TAK1 regulates cardiomyocyte hypertrophy through NFAT and NFκB.
(A) Surface areas of cardiomyocytes infected with β-gal or TAK1ΔN adenoviruses, followed by stimulation with vehicle control (Con), phenylephrine (PE, 50 μmol/L), or angiotensin II (AngII, 100 nmol/L) for 24 h. *P < 0.01 versus Con Ad-βgal; #P < 0.05 versus Con Ad-TAK1ΔN. (B,C) NFAT-luciferase and NFκB-luciferase activity in cardiomyocytes infected with adenoviruses expressing NFAT-luciferase reporter along with β-gal or TAK1ΔN, followed by stimulation with vehicle control, PE, or AngII. *P < 0.05 versus Con Ad-β-gal; #P < 0.05 versus Ad-TAK1ΔN. (D) NFAT-luciferase activity in cardiomyocytes infected with adenoviruses expressing NFAT-luciferase reporter along with β-gal, TAK1ΔN, IκBαM, or dnIKKβ. *P < 0.01 versus None Ad-βgal; #P < 0.05 versus None Ad-TAK1ΔN. (E) NFκB-luciferase activity in cardiomyocytes infected with adenoviruses expressing NFκB-luciferase reporter along with β-gal, TAK1ΔN, Cain or Rcan1. *P < 0.01 versus None Ad-βgal; #P < 0.05 versus None Ad-TAK1ΔN. (F) Surface areas of cardiomyocytes infected with βgal, TAK1ΔN, TAK1 plus TAB1 adenoviruses along with Cain or IκBαM. *P < 0.05 versus None Ad-βgal; #P < 0.05 versus None Ad-TAK1ΔN or None TAK1 plus TAB1. (G) Schematic representation of the TAK1-activated hypertrophic signaling pathway.
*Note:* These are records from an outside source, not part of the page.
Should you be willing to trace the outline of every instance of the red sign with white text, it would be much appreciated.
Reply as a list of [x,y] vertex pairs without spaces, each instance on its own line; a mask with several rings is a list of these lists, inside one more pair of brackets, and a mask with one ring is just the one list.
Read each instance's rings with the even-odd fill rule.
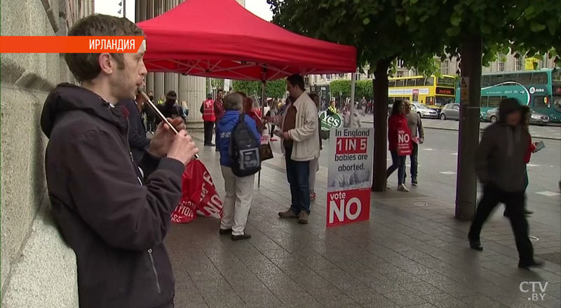
[[369,188],[327,192],[327,227],[370,219]]
[[412,153],[411,136],[403,130],[398,130],[398,155],[407,156],[410,155]]
[[335,153],[339,154],[366,154],[367,150],[366,137],[337,138]]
Based on the observation that TAK1 activates both NFAT and NFκB signaling in cardiomyocytes, we hypothesized that these two hypertrophic signaling pathways may crosstalk with one another as part of the TAK1 signaling network to regulate hypertrophic response. Intriguingly, TAK1-induced NFAT luciferase activity was significantly reduced by inhibition of NFκB signaling with IκBαM or dnIKKβ (Fig. 3D). On the other hand, TAK1-induced NFκB luciferase activity was also diminished by inhibition of NFAT signaling with calcineurin inhibitors Cain or Rcan1 (Fig. 3E). These data suggest a crosstalk mechanism whereby NFAT and NFκB interdependently regulate one another’s transcriptional activity in TAK1-mediated hypertrophic signaling. Moreover, hypertrophic growth induced by TAK1 activation (with TAKΔN or TAK1 plus its activator TAB1) depends on both NFAT and NFκB signaling, since this effect was blocked by either Cain or IκBαM (Fig. 3F). Taken together, our results suggest that TAK1 regulates hypertrophic growth through a crosstalk between NAFT and NFκB signaling pathways (Fig. 3G).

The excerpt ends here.